È passato un mese dall'ultimo Festival di Sanremo ma le polemiche per la vittoria di Ermal Meta e Fabrizio Moro non sembrano placarsi. A "E poi c'è Cattelan", il late show che Alessandro Cattelan conduce su Sky Uno, c'è Noemi che stuzzicata dal conduttore sta al gioco e lancia una stoccatina sul caso Meta-Moro.

La battuta su "Non mi avete fatto niente"

Alessandro Cattelan nell'introdurre Noemi spiega al pubblico che avevano pensato insieme a una canzone ricca di luoghi comuni. Ecco cosa ha detto Cattelan:

Dovete sapere che io e Noemi avevamo un progetto. Io le avevo proposto una canzone per Sanremo, un brano basato sui luoghi comuni. Le ho detto che ero sicuro che avremmo vinto. Lei però ha rifiutato dicendo ‘No, i luoghi comuni non vanno più’. E invece guarda chi ha vinto.

La risposta di Noemi e la replica di Meta

Tra le risate del pubblico, Noemi sembra divertita e così decide di rincarare la dose: "Ma il tuo almeno era un pezzo originale?". Ermal Meta, però, non ha gradito e, come già per altre polemiche a distanza, ha colto l'occasione di replicare su twitter mandando in onda la parte incriminata dell'intervista. Successivamente si è scatenata la solita polemica social tra "pro" e "contro".

Sbaglio o non si dovrebbe parlare degli assenti? O anche questo è un luogo comune?
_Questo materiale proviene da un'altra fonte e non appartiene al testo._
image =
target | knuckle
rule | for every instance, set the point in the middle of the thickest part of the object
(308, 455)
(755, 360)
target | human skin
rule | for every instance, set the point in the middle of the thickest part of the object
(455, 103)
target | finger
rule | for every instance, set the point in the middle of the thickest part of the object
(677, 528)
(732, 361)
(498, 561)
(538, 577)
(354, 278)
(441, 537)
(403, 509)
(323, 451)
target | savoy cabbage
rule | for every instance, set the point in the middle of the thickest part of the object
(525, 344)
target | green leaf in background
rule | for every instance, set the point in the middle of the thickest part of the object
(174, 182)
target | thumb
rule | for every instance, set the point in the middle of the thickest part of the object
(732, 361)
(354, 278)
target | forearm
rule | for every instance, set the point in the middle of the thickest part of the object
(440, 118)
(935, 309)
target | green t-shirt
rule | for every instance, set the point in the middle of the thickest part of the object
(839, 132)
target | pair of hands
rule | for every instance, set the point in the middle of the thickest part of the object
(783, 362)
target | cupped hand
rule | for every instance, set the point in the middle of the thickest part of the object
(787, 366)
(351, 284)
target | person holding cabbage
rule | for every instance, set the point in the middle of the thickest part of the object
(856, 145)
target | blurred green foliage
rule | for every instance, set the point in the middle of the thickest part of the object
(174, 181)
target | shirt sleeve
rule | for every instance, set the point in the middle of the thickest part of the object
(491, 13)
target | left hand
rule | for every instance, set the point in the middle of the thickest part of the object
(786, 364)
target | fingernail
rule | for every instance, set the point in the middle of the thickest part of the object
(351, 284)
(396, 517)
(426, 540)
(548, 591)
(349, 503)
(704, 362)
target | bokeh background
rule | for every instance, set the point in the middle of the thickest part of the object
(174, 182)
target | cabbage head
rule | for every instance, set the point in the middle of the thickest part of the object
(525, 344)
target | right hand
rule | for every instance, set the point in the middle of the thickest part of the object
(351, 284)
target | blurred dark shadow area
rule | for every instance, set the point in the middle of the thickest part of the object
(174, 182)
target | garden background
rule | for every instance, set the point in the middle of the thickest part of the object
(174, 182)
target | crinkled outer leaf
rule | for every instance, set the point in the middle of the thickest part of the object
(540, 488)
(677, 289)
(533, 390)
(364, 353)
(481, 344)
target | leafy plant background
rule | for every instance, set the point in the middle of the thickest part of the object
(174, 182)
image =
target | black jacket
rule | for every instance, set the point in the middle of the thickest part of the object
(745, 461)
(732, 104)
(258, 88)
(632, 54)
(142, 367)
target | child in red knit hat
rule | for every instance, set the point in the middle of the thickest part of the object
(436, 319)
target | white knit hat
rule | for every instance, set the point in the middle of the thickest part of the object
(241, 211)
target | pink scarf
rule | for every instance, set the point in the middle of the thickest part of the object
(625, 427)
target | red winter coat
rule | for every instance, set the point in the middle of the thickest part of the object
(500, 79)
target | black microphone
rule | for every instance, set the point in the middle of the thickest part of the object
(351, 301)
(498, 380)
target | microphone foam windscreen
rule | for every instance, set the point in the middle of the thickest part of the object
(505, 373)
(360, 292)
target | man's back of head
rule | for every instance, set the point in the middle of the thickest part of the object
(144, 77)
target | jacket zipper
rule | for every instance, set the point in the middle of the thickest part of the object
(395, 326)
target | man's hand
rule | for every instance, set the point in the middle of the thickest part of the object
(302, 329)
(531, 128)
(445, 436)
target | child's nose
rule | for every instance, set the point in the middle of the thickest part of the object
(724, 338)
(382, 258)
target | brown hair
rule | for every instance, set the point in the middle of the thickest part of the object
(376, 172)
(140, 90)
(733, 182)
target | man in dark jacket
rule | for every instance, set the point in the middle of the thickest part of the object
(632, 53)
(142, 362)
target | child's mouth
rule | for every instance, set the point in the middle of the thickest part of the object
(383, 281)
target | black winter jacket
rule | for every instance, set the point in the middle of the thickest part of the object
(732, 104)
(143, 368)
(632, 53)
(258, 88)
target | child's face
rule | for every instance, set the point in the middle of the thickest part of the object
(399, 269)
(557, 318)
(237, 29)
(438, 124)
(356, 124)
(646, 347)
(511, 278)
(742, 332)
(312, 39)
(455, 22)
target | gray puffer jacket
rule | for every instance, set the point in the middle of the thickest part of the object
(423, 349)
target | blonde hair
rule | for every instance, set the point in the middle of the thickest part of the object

Magari le buone maniere non sono poi così originali.

Alessandro Cattelan e Noemi non hanno replicato alla piccata risposta di Meta, ma il cantautore in un altro tweet ha dovuto sedare lui stesso le polemiche: "Oh Raga, ognuno è libero di dire ciò che pensa, battute e risposte. Nel caso specifico da una parte c’è la tv e dall’altra c’è Twitter. Non mi dite che Twitter può intaccare la forza della TV!! Ma fattevela voi una risata, io rido già da mezz’ora, mi fanno male le mascelle". 

La reazione di Alessandro Cattelan

Alessandro Cattelan ha replicato ad Ermal Meta dopo che il cantante ha dimostrato di non apprezzare la sua battuta fatta con Noemi. Ecco il monologo di apertura della puntata andata in onda questa sera in cui Cattelan ha replicato a Meta:

Non c’è più la par condicio finalmente. In questo Paese si può scherzare su tutto… tranne che su Ermal Meta. Ho capito a mie spese che è l’unica cosa su cui non si può contare. Abbiamo la prima polemica di #EPCC, un applauso alla prima polemica di #EPCC!. Nessuno aveva detto nulla, grazie alle magie dell’ondemand il 5 marzo Ermal ha visto la puntata e ‘l’ha presa bene’. Alla fine ha messo l’emoticon con l’occhiolino… stava scherzando… Ah, no?”.

Poi sulle fan di Ermal Meta che si sono scatenate:

Le fan di Ermal Meta si sono scatenate, sono inferocite. Non mi capitava una cosa così  da quando su TRL prendevo in giro i Tokyo Hotel e le loro fan mi volevano crocifiggere fisicamente, in quei giorni mi sentivo Saviano, ero braccato. Sono passati gli anni, mi chiedo se non siano le stesse fan che sono cresciute.

Ermal, facciamo pace

Il monologo di Alessandro Cattelan si chiude con le scuse:

Ermal, facciamo pace. Non ci conosciamo, a pelle mi stai molto simpatico, ci sta quello che hai scritto, spero che tu non te la sia presa, era solo una battuta, quello che facciamo di lavoro, che poi faccia ridere o non faccia ridere è il gusto personale e soggettivo. Sono solo battute!